SUPPORTED METADATA FORMATS
     The GEOM RAID class follows a modular design, allowing different metadata
     formats to be used.  Support is currently implemented for the following
     formats:

     DDF    The format defined by the SNIA Common RAID Disk Data Format v2.0
            specification.  Used by some Adaptec RAID BIOSes and some hardware
            RAID controllers.  Because of high format flexibility different
            implementations support different set of features and have
            different on-disk metadata layouts.  To provide compatibility, the
            GEOM RAID class mimics capabilities of the first detected DDF
            array.  Respecting that, it may support different number of disks
            per volume, volumes per array, partitions per disk, etc.  The
            following configurations are supported: RAID0 (2+ disks), RAID1
            (2+ disks), RAID1E (3+ disks), RAID3 (3+ disks), RAID4 (3+ disks),
            RAID5 (3+ disks), RAID5E (4+ disks), RAID5EE (4+ disks), RAID5R
            (3+ disks), RAID6 (4+ disks), RAIDMDF (4+ disks), RAID10 (4+
            disks), SINGLE (1 disk), CONCAT (2+ disks).

            Format supports two options "BE" and "LE", that mean big-endian
            byte order defined by specification (default) and little-endian
            used by some Adaptec controllers.
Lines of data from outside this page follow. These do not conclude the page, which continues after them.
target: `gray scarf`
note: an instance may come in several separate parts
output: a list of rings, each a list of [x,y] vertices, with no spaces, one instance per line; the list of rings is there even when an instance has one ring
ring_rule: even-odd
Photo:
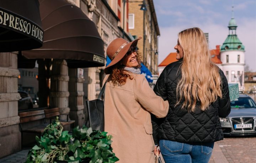
[[[135,67],[129,67],[126,66],[124,66],[123,67],[125,71],[134,74],[140,74],[140,70],[139,68]]]

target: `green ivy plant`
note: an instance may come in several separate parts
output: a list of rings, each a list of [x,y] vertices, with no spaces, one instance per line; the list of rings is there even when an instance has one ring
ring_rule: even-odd
[[[72,135],[63,131],[58,117],[46,127],[36,145],[28,154],[25,163],[55,163],[57,160],[79,163],[112,163],[119,159],[111,146],[112,136],[84,126],[73,129]]]

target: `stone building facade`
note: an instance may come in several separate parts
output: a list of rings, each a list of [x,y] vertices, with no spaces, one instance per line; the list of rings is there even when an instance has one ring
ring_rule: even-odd
[[[130,41],[133,39],[129,34],[127,28],[128,24],[126,26],[125,25],[123,32],[124,9],[125,9],[124,21],[127,22],[128,22],[128,17],[125,16],[128,16],[126,13],[128,11],[128,6],[126,6],[124,8],[123,3],[123,1],[121,0],[80,1],[81,9],[95,23],[98,28],[99,33],[104,41],[105,52],[107,46],[111,41],[116,38],[122,37],[124,34],[124,39]],[[84,69],[85,81],[83,83],[84,92],[83,102],[85,120],[87,119],[85,101],[97,98],[103,84],[103,80],[105,76],[105,68],[104,66]]]
[[[133,36],[142,37],[138,42],[139,50],[143,55],[143,62],[152,74],[158,74],[158,37],[160,35],[153,0],[144,1],[146,11],[140,10],[141,2],[127,2],[129,11],[129,32]]]

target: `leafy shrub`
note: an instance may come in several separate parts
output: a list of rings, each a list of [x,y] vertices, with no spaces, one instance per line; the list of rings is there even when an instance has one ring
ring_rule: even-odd
[[[119,160],[112,151],[112,136],[107,133],[92,130],[85,126],[73,129],[72,135],[63,127],[58,117],[48,125],[36,145],[28,154],[25,163],[53,163],[56,160],[77,163],[114,163]]]

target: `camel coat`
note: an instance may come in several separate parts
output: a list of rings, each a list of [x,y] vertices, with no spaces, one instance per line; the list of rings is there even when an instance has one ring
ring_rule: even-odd
[[[150,113],[165,117],[167,101],[156,95],[145,76],[127,72],[125,84],[114,86],[107,75],[104,99],[105,131],[113,136],[111,146],[120,163],[154,161],[155,144]]]

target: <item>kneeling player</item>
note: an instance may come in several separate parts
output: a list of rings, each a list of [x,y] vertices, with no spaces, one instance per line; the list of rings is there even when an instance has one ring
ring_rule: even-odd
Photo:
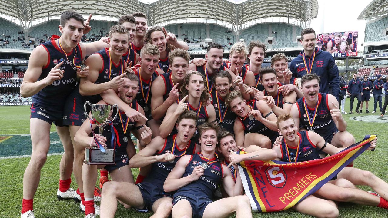
[[[206,123],[199,126],[201,152],[183,157],[168,175],[164,186],[174,195],[171,215],[175,217],[227,217],[236,212],[237,218],[252,217],[249,199],[241,196],[242,185],[235,185],[230,171],[215,152],[219,127]],[[213,202],[218,185],[229,196]]]
[[[134,156],[131,167],[142,167],[152,164],[144,182],[134,185],[125,182],[109,182],[103,183],[101,202],[101,216],[113,218],[117,209],[116,200],[138,210],[151,211],[151,217],[168,217],[172,208],[172,194],[165,192],[163,184],[174,167],[177,160],[186,154],[199,151],[200,147],[190,140],[196,129],[197,116],[193,111],[185,111],[179,116],[176,135],[166,138],[158,136]]]
[[[234,90],[226,96],[225,104],[237,115],[233,129],[237,145],[271,147],[279,135],[275,131],[276,116],[265,101],[247,103],[241,92]]]
[[[144,114],[143,109],[136,100],[133,100],[139,88],[137,76],[135,74],[129,74],[123,78],[124,84],[118,89],[119,97],[132,108]],[[105,104],[105,102],[102,100],[97,103],[99,104]],[[90,120],[87,119],[77,132],[74,137],[74,140],[77,144],[84,148],[97,146],[96,142],[94,138],[88,136],[92,131],[90,127]],[[129,146],[127,146],[127,145],[130,146],[133,144],[127,142],[128,139],[131,141],[130,132],[132,132],[139,139],[140,144],[144,146],[151,140],[151,130],[144,125],[146,122],[144,120],[132,122],[125,113],[120,111],[119,111],[119,116],[112,123],[113,130],[111,130],[110,125],[107,125],[104,127],[103,133],[99,133],[99,135],[96,135],[96,137],[103,145],[115,149],[114,162],[116,164],[115,165],[99,166],[99,168],[104,167],[111,174],[112,179],[115,181],[133,183],[133,176],[128,166],[127,152],[131,148],[130,148]],[[97,126],[95,125],[92,125],[93,128],[96,127]],[[145,129],[144,127],[145,127]],[[111,141],[111,136],[112,134],[116,135],[116,142]],[[103,137],[103,135],[105,135],[106,137]],[[113,146],[111,145],[113,145]],[[85,163],[82,166],[85,202],[83,202],[82,205],[85,205],[85,208],[82,209],[85,211],[85,217],[88,218],[94,217],[96,214],[99,214],[98,208],[96,207],[96,209],[95,209],[93,199],[94,190],[97,180],[97,165],[88,165]]]
[[[334,95],[319,92],[320,79],[316,74],[306,74],[300,82],[303,97],[291,108],[297,126],[300,124],[307,130],[316,132],[325,140],[337,147],[354,144],[354,137],[346,131],[338,101]]]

     Intel  The format used by Intel RAID BIOS.  Supports up to two volumes
            per array.  Supports configurations: RAID0 (2+ disks), RAID1 (2
            disks), RAID5 (3+ disks), RAID10 (4 disks).  Configurations not
            supported by Intel RAID BIOS, but enforceable on your own risk:
            RAID1 (3+ disks), RAID1E (3+ disks), RAID10 (6+ disks).

     JMicron
            The format used by JMicron RAID BIOS.  Supports one volume per
            array.  Supports configurations: RAID0 (2+ disks), RAID1 (2
            disks), RAID10 (4 disks), CONCAT (2+ disks).  Configurations not
            supported by JMicron RAID BIOS, but enforceable on your own risk:
            RAID1 (3+ disks), RAID1E (3+ disks), RAID10 (6+ disks), RAID5 (3+
            disks).

     NVIDIA
            The format used by NVIDIA MediaShield RAID BIOS.  Supports one
            volume per array.  Supports configurations: RAID0 (2+ disks),
            RAID1 (2 disks), RAID5 (3+ disks), RAID10 (4+ disks), SINGLE (1
            disk), CONCAT (2+ disks).  Configurations not supported by NVIDIA
            MediaShield RAID BIOS, but enforceable on your own risk: RAID1 (3+
            disks).

     Promise
            The format used by Promise and AMD/ATI RAID BIOSes and FreeBSD
            ataraid(4) driver.  Supports multiple volumes per array.  Each
            disk can be split to be used by up to two arbitrary volumes.
            Supports configurations: RAID0 (2+ disks), RAID1 (2 disks), RAID5
            (3+ disks), RAID10 (4 disks), SINGLE (1 disk), CONCAT (2+ disks).
            Configurations not supported by RAID BIOSes, but enforceable on
            your own risk: RAID1 (3+ disks), RAID10 (6+ disks).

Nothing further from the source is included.